Neurotrophic factors have long shown promise as potential therapies for age-related neurodegenerative diseases. However, 20 years of largely disappointing clinical results have underscored the difficulties involved with safely and effectively delivering these proteins to targeted sites within the central nervous system. Recent progress establishes that gene transfer can now likely overcome the delivery issues plaguing the translation of neurotrophic factors. This may be best exemplified by adeno-associated virus serotype-2-neurturin (CERE-120), a viral-vector construct designed to deliver the neurotrophic factor, neurturin to degenerating nigrostriatal neurons in Parkinson's disease. Eighty Parkinson's subjects have been dosed with CERE-120 (some 7+ years ago), with long-term, targeted neurturin expression confirmed and no serious safety issues identified. A double-blind, controlled Phase 2a trial established clinical "proof-of-concept" via 19 of the 24 prescribed efficacy end points favoring CERE-120 at the 12-month protocol-prescribed time point and all but one favoring CERE-120 at the 18-month secondary time point (p = 0.007 and 0.001, respectively). Moreover, clinically meaningful benefit was seen with CERE-120 on several specific protocol-prescribed, pairwise, blinded, motor, and quality-of-life end points at 12 months, and an even greater number of end points at 18 months. Because the trial failed to meet the primary end point (Unified Parkinson's Disease Rating Scale motor-off, measured at 12 months), a revised multicenter Phase 1/2b protocol was designed to enhance the neurotrophic effects of CERE-120, using insight gained from the Phase 2a trial. This review summarizes the development of CERE-120 from its inception through establishing "clinical proof-of-concept" and beyond. The translational obstacles and issues confronted, and the strategies applied, are reviewed. This information should be informative to investigators interested in translational research and development for age-related and other neurodegenerative diseases.

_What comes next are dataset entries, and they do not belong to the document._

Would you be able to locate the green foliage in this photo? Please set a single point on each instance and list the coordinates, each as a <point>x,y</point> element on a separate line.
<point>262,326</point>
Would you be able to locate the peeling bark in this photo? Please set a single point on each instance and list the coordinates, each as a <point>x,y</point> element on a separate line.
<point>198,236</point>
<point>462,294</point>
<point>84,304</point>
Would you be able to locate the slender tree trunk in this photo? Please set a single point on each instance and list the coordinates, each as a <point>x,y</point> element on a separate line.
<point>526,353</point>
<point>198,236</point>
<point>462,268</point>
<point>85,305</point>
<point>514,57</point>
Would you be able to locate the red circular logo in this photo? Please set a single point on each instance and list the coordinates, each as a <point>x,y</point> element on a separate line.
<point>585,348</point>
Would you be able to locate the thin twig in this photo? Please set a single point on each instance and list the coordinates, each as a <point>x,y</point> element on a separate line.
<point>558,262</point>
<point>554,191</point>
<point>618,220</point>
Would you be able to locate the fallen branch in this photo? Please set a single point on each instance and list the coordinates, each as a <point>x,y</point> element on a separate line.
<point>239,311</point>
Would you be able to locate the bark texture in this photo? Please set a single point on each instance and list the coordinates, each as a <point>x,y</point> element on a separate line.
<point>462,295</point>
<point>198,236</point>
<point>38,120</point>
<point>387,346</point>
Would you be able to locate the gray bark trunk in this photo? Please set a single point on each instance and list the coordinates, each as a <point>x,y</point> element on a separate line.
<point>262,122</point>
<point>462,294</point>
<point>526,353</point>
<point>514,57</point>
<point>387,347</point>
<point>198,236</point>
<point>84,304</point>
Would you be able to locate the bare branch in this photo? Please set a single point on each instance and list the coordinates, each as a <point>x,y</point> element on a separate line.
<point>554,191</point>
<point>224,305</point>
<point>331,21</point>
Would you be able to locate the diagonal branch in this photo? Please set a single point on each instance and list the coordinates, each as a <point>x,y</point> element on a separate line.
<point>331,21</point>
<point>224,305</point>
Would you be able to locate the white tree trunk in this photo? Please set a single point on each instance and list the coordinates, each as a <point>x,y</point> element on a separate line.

神经营养因子作为治疗与年龄相关的神经退行性疾病的潜在疗法已经有很长时间了。然而,20 年来,大量令人失望的临床结果突显了将这些蛋白质安全有效地递送到中枢神经系统内的靶向部位所面临的困难。最近的进展表明,基因转移现在可能克服困扰神经营养因子转化的递药问题。腺相关病毒血清型 2-神经生长因子(CERE-120)的研究进展最能说明这一点,这是一种旨在将神经营养因子神经生长因子递送到帕金森病中退化的黑质纹状体神经元的病毒载体构建体。已有 80 名帕金森病患者接受了 CERE-120 的治疗(大约 7 年前),长期、靶向的神经生长因子表达得到了证实,并且没有发现严重的安全问题。一项双盲、对照的 2a 期临床试验通过 24 项预定疗效终点中的 19 项证实了 CERE-120 的临床“概念验证”,在 12 个月方案规定的时间点,有 19 项有利于 CERE-120,而在 18 个月的次要时间点,有 23 项有利于 CERE-120(p = 0.007 和 0.001)。此外,在 12 个月时,根据方案规定的几个特定的、配对的、盲法的运动和生活质量终点,以及 18 个月时的更多终点,都观察到了 CERE-120 的临床获益。由于该试验未能达到主要终点(在 12 个月时使用统一帕金森病评定量表测定的运动休止期),因此设计了一项新的多中心 1/2b 期方案,以利用 2a 期试验获得的见解来增强 CERE-120 的神经营养作用。本文综述了 CERE-120 从最初到建立“临床概念验证”及以后的发展历程。回顾了所面临的转化障碍和问题,以及应用的策略。对于那些对与年龄相关和其他神经退行性疾病相关的转化研究和开发感兴趣的研究人员来说,这些信息应该是有帮助的。